Les trois gaillards de Jungle Sauce jouent presque à domicile ce soir. Lillois, ils ne sont qu’à un jeter de caillou de leurs terrains de jeu habituels. On les sent d’autant plus à l’aise, contents de les découvrir après plusieurs mois à les suivre en guettant l’opportunité de pouvoir venir les écouter. C’est très propre, techniquement très au point et la sauce prend rapidement (jeu de mot nul sans doute déjà fait mille fois). Ambiances changeantes, drops succulents, la salle s’anime et bouge de gauche à droite, d’avant en arrière, alors qu’elle n’est pas remplie autant que les artistes ne le méritent. Qu’à cela ne tienne : on aura plus de place pour dancer et sauter dans tous les sens. Le mix entre techno, jazz, rock (?) nous emballe et il va sans dire qu’on sera présent pour voir le trio ouvrir pour Tukan à l’Aéronef en Février, ce qui paraît d’autant plus évident que le lien de filiation entre les deux formations l’est également.
Quarante minutes à fond et puis s’en va. Le shot était intense, mais on a un peu de temps pour redescendre. Pas tant que ça au final, surtout au vu de ce qui se profile pour la suite de la soirée.
Venus de Paris, c’est un autre trio qui prend la suite, tout en puissance et en expertise. Bada-Bada, nom aussi simple que déclaratif, c’est s’affranchir des fioritures tout en explorant des contrées techniques exceptionnelles. Ils arrivent à construire quelque chose de très innovant tout en donnant envie de citer des références. Ils nous ont tour à tour fait penser à Colin Stetson, Bon Iver, Mammal Hands, Jungle By Night… Autant de noms qui évoquent une énorme puissance d’univers. Empreinte de mélancolie, leur musique est un cadeau d’une rare et délicate brutalité, encadrée par une technique rendue accessible au commun des mortels. À ce sujet, mention spéciale à Tao à la batterie, qui n’est pas habituellement à ce poste mais qui a tout fracassé lors de son intérim.

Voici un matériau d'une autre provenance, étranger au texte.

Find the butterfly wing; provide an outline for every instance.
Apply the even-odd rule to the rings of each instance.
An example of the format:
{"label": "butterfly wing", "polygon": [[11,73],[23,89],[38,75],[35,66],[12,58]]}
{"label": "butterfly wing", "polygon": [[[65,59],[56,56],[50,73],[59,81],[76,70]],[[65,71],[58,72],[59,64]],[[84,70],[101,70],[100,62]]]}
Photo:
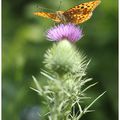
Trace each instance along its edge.
{"label": "butterfly wing", "polygon": [[92,11],[100,4],[100,0],[91,1],[77,5],[63,13],[67,22],[80,24],[92,16]]}
{"label": "butterfly wing", "polygon": [[56,13],[34,12],[33,14],[36,16],[52,19],[55,22],[60,22],[60,19],[59,19],[59,17],[57,17]]}

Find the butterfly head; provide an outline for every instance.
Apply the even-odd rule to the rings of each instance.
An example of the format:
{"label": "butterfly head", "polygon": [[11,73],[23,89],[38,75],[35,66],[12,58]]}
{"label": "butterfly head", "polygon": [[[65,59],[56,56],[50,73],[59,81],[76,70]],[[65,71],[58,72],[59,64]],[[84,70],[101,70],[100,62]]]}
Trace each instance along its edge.
{"label": "butterfly head", "polygon": [[64,11],[56,11],[57,17],[61,20],[62,23],[65,23],[66,22],[66,18],[63,15],[63,13],[64,13]]}

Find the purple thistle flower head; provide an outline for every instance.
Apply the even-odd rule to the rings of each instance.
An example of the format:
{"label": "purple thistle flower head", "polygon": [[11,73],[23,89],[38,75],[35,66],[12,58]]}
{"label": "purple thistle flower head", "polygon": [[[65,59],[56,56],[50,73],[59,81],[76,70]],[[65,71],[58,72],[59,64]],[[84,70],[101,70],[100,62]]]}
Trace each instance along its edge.
{"label": "purple thistle flower head", "polygon": [[83,36],[80,27],[74,24],[60,24],[47,31],[47,38],[50,41],[61,41],[67,39],[70,42],[76,42]]}

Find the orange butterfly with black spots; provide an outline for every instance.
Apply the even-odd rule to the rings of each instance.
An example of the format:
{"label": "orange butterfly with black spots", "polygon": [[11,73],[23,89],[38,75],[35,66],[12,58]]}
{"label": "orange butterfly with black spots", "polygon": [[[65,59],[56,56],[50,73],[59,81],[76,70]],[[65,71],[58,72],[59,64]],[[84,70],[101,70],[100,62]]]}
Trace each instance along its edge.
{"label": "orange butterfly with black spots", "polygon": [[33,14],[40,17],[50,18],[58,23],[81,24],[91,18],[93,10],[100,4],[100,0],[90,1],[76,5],[66,11],[34,12]]}

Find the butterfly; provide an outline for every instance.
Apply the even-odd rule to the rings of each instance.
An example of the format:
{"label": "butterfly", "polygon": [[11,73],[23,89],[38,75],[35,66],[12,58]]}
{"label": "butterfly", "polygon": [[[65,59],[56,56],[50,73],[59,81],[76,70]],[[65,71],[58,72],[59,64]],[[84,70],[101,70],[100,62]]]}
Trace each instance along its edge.
{"label": "butterfly", "polygon": [[81,24],[91,18],[92,12],[100,4],[100,0],[90,1],[76,5],[66,11],[34,12],[33,14],[40,17],[52,19],[57,23]]}

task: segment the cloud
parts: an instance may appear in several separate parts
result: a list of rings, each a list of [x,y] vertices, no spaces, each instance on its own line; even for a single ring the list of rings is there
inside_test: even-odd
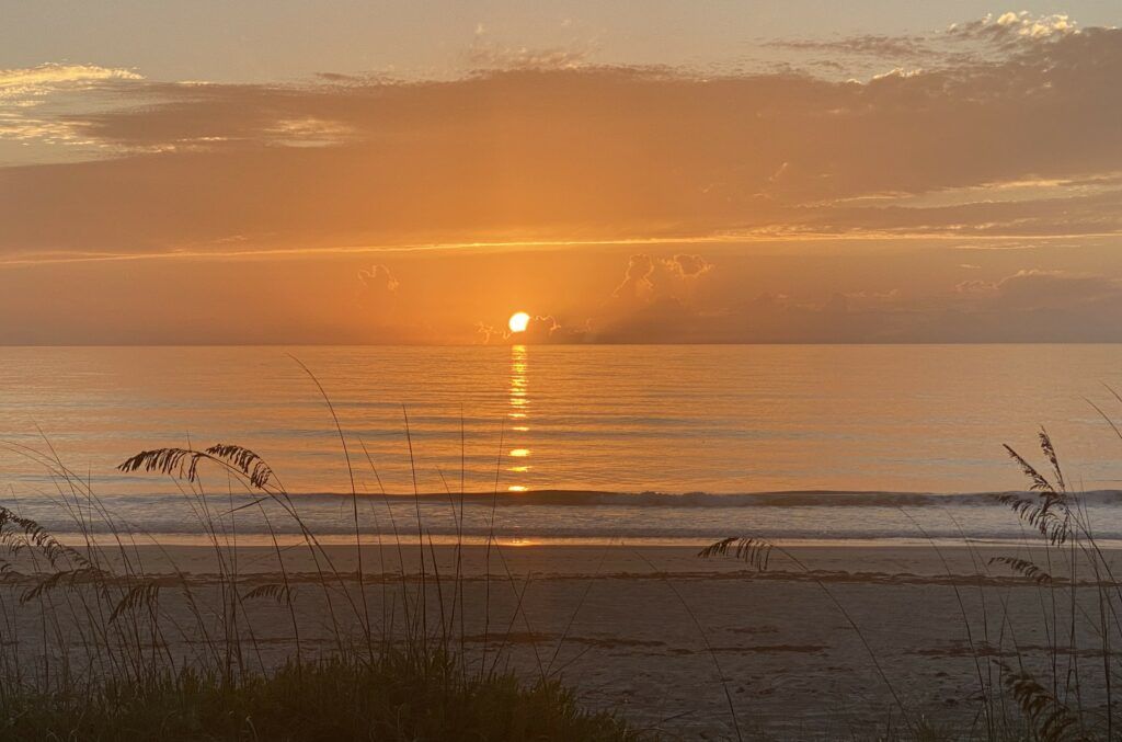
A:
[[[1122,184],[1079,185],[1122,172],[1122,31],[1048,24],[993,59],[864,84],[555,65],[285,85],[99,72],[112,104],[3,123],[64,127],[101,154],[0,168],[0,253],[205,249],[230,233],[252,249],[1122,231]],[[985,192],[1030,181],[1048,193]],[[940,192],[975,201],[905,200]],[[867,200],[883,194],[898,201]]]
[[[589,62],[590,48],[530,48],[477,38],[465,55],[473,70],[574,70]]]
[[[654,283],[651,276],[654,275],[654,260],[650,255],[633,255],[627,259],[627,271],[624,273],[623,283],[616,286],[613,296],[624,300],[646,300],[654,293]]]
[[[360,269],[358,278],[362,282],[362,288],[377,294],[392,294],[402,285],[384,265]]]
[[[673,258],[663,259],[662,264],[679,278],[697,278],[712,271],[712,264],[700,255],[675,255]]]
[[[142,80],[132,70],[85,64],[42,64],[0,70],[0,106],[27,108],[50,93],[92,90],[107,82]]]

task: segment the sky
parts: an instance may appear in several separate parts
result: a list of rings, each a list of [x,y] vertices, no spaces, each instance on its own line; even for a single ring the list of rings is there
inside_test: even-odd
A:
[[[1122,341],[1119,2],[0,17],[0,343]]]

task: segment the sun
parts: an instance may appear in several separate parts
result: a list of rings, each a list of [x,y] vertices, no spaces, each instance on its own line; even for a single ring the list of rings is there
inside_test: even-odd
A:
[[[515,312],[506,324],[511,328],[511,332],[525,332],[526,326],[530,324],[530,314]]]

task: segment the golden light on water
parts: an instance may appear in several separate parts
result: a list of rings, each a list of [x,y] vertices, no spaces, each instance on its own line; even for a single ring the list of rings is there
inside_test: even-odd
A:
[[[526,323],[530,321],[530,315],[525,312],[518,312],[511,318],[511,330],[514,332],[519,332],[517,328],[524,330]],[[526,419],[526,405],[530,404],[527,399],[530,392],[530,364],[528,364],[528,352],[526,346],[517,345],[511,346],[511,411],[507,413],[511,418],[518,420],[519,422]],[[513,436],[511,440],[512,449],[508,456],[515,459],[519,459],[516,466],[511,466],[507,471],[515,475],[519,475],[518,478],[522,479],[526,477],[530,473],[528,461],[526,459],[531,455],[530,441],[527,440],[526,433],[530,431],[530,425],[517,424],[513,425],[511,429]],[[507,487],[509,492],[528,492],[528,483],[523,480],[519,484],[513,484]]]

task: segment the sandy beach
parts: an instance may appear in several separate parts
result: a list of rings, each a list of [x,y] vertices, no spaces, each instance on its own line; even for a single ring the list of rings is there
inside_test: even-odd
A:
[[[331,612],[314,561],[304,548],[283,553],[305,651],[330,651]],[[399,553],[404,570],[395,546],[362,551],[374,624],[399,622],[403,589],[417,594],[421,555],[415,547]],[[773,553],[760,572],[733,559],[699,559],[691,547],[502,547],[489,555],[468,547],[462,645],[476,667],[498,658],[497,667],[528,679],[561,677],[586,706],[616,709],[671,739],[735,738],[726,689],[745,736],[867,739],[905,723],[898,702],[912,723],[922,716],[967,733],[983,723],[982,688],[999,687],[991,686],[997,661],[1051,661],[1041,614],[1047,588],[985,564],[999,555],[1028,552],[797,546]],[[352,548],[328,547],[320,558],[350,572],[346,587],[359,594]],[[459,626],[460,617],[449,617],[454,549],[426,549],[424,558],[430,629],[439,631],[442,617]],[[172,615],[186,619],[188,610],[176,604],[176,570],[204,605],[218,584],[218,556],[205,546],[138,547],[130,559],[164,576],[160,607]],[[270,547],[239,547],[222,559],[228,570],[237,560],[242,592],[283,578]],[[7,584],[28,579],[9,575]],[[340,592],[331,595],[333,620],[357,634],[353,608]],[[248,661],[267,666],[289,656],[287,608],[252,601],[245,610],[255,638]],[[24,630],[34,634],[34,626]],[[1094,638],[1077,638],[1076,645],[1079,652],[1061,661],[1082,656],[1093,665]],[[191,642],[184,639],[181,650],[190,653]],[[1092,685],[1083,698],[1088,706]]]

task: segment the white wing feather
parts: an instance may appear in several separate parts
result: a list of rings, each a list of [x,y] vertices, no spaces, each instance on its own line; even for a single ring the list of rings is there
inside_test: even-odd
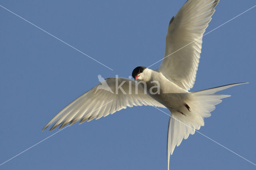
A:
[[[216,94],[216,92],[238,85],[247,83],[236,83],[190,93],[190,96],[186,103],[191,109],[182,110],[184,115],[175,109],[171,109],[167,136],[167,159],[168,168],[170,155],[172,154],[176,146],[178,146],[183,138],[186,139],[190,134],[195,133],[204,125],[204,118],[211,116],[210,112],[215,109],[215,105],[220,103],[221,99],[230,95]]]
[[[163,61],[158,69],[189,90],[196,80],[202,36],[218,0],[188,0],[171,20]]]
[[[115,78],[107,78],[105,80],[106,82],[99,83],[64,108],[47,124],[42,130],[54,122],[50,130],[60,125],[60,128],[61,128],[69,123],[72,124],[80,120],[81,123],[94,118],[98,119],[127,106],[144,105],[165,108],[149,95],[144,94],[144,90],[140,86],[138,86],[138,93],[136,94],[135,81],[120,78],[117,80],[118,86],[124,82],[121,87],[125,94],[120,89],[116,91]],[[132,89],[130,94],[129,91],[129,81]],[[108,86],[97,89],[97,87],[103,84],[105,86],[106,84]],[[110,92],[110,90],[114,93]]]

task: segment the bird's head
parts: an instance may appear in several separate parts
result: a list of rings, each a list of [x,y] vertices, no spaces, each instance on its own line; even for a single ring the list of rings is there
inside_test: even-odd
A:
[[[132,75],[135,80],[138,80],[147,82],[150,78],[151,70],[145,67],[137,67],[132,71]]]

Lorsque l’on passe beaucoup de temps dans les salles de concert, il arrive parfois une forme de lassitude, comme si tout était convenu et voué à ne pas provoquer de surprise. Et pourtant, telle une comète qui file dans le ciel, Bada-Bada nous aura scotché comme rarement. À fleur de peau, intime et pudique à la fois, la formation ne peut pas laisser indifférent(e). Si leurs premiers singles avaient déjà planté quelques graines ici et là, leur premier album Portraits sorti en début d’année est une fabuleuse proposition déjà extrêmement mature. On aimerait avoir la chance de les entendre tous les soirs, mais la fin de soirée nous rappelle qu’il faut bien partager et que des bonnes choses il ne faut pas abuser. Alors merci Bada-Bada, et revenez-nous vite. Du fond du coeur.